Política

La España de la «efebofobia»

No podemos permitirnos desatender a los jóvenes durante más tiempo o seremos una sociedad sin futuro

A las ancianas las mataban de un hachazo en la cabeza y a los ancianos se les forzaba a huir de la aldea y no regresar jamás. La tribu indígena de los aché, al este de Paraguay, tenía un modo en exceso agresivo de tratar a sus mayores. No era la única. La antropología ha recabado suficientes ejemplos de comunidades con métodos más que dudosos de convivencia con la vejez, como los Kualong, en Papúa Nueva Guinea, o los «chukchi» en el Ártico, que llegaban a alentar el suicidio esgrimiendo un tentador paraíso en el más allá. Por suerte, estas costumbres ni han sido ni son mayoritarias y las gerontocracias, con sus comités de sabios y ese plus que siempre aporta la experiencia, han predominado a lo largo de la historia. Es más, la forma en que una sociedad atiende a sus mayores es un marcador infalible de avance y desarrollo, como también debería serlo el modo en que se cuida a los más jóvenes.

La advertencia que la OCDE ha hecho a España esta semana ha resultado dramáticamente reveladora: el 28 por ciento de los españoles entre 25 y 34 años no ha terminado el Bachillerato ni la FP, el porcentaje más alto de la Unión Europea. No es que sorprenda el pésimo resultado, ya recurrente en las clasificaciones internacionales en educación, pero impresiona por la rotundidad del primer puesto. Si ese dato se combina, además, con el del desempleo juvenil, el 29,6 por ciento de menores de 25 años está en paro (los peores de la UE, otra vez), el retrato sociológico que se dibuja invita al desasosiego.
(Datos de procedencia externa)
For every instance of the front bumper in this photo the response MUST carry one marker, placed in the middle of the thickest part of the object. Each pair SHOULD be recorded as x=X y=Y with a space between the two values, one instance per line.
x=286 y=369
Y las consecuencias en forma de riesgos de exclusión, incapacidad para disponer de herramientas con las que manejarse en la vida adulta o dificultad para acceder a empleos de calidad configuran a nuestro país como una especie de reino de la «efebofobia» en el que se ignoran sistemáticamente todas las señales de peligro que la estadística se empeña en enviar.

Y el proyecto de Presupuestos de 2023 ha vuelto a refrendar ese olvido. El gasto destinado a la juventud aumenta en 1.500 millones frente a la subida de las pensiones, por ejemplo, que se cifra en 19.000, ampliando así la brecha intergeneracional que convierte a nuestra maltrecha pirámide invertida en una acechante bomba de relojería social. Debemos sentirnos satisfechos, desde luego, del cuidado a los mayores, como reconocimiento al ayer que representan, y también de la atención que se presta a la mediana edad, al grupo más activo que sostiene el hoy, pero no podemos permitirnos desatender a los jóvenes durante más tiempo o seremos una sociedad sin futuro, comportándonos como una tribu suicida abocada a perder el mañana. Una verdadera anomalía antropológica.